Литмир - Электронная Библиотека
Содержание  
A
A

Dwadzieścia minut później stał w kuchni, ubrany w ulubione jeansy i niebieski T-shirt z House’a. Wziął zimny prysznic i z kubkiem gorącej herbaty z cytryną w ręku okłamywał się, że kac jest dużo mniejszy. Jeszcze nigdy w życiu nie czuł się tak samotny, głupi i bezradny. Kac normalny i moralny naraz. Myślał o siostrze, rodzicach przebywających na wyjeździe, czasie, jaki bezsensownie zmarnował. Czy wiedzą, co się dzieje? Czy poza Warszawą też tak jest? A jeszcze dalej, poza Polską? Może to koniec świata, może Bóg zesłał na ludzi apokalipsę. „Kiedy w piekle nie będzie już miejsca, zmarli wyjdą na ziemię” – przypomniał mu się fragment z pewnego filmu o zombie. Wtedy go to śmieszyło, było tylko niegroźną rozrywką. Nigdy by nie przypuszczał, że przyjdzie mu stanąć oko w oko z jedną z takich kreatur. Zresztą, kto by coś takiego przypuszczał. Takich rzeczy zwyczajnie nie bierze się pod uwagę. Film się obejrzy, zapomni, sięgnie po następny.

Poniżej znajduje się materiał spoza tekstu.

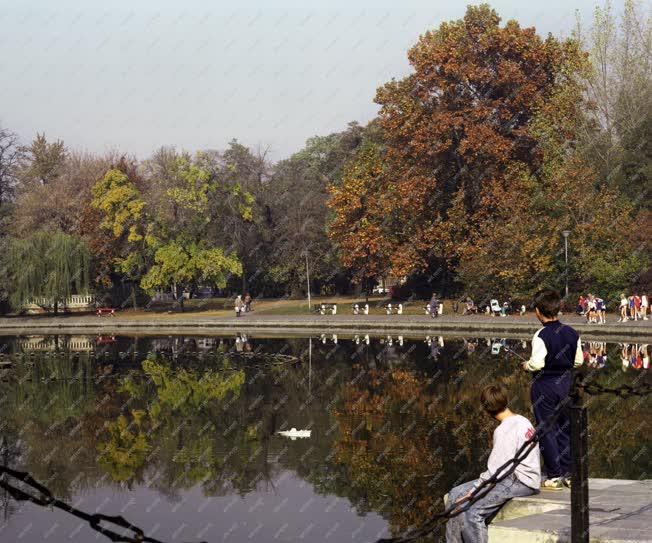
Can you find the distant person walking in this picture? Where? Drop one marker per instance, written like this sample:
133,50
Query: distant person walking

Zastanawiał się, co z Ewą. Mógł mieć tylko nadzieję, że schowała się w jakimś bezpiecznym miejscu, że nikt jej nie zaraził, że jest cała i zdrowa. Nie sądził, że będzie się kiedykolwiek aż tak o nią martwił, jednak więzy krwi okazały się silniejsze, niż przypuszczał.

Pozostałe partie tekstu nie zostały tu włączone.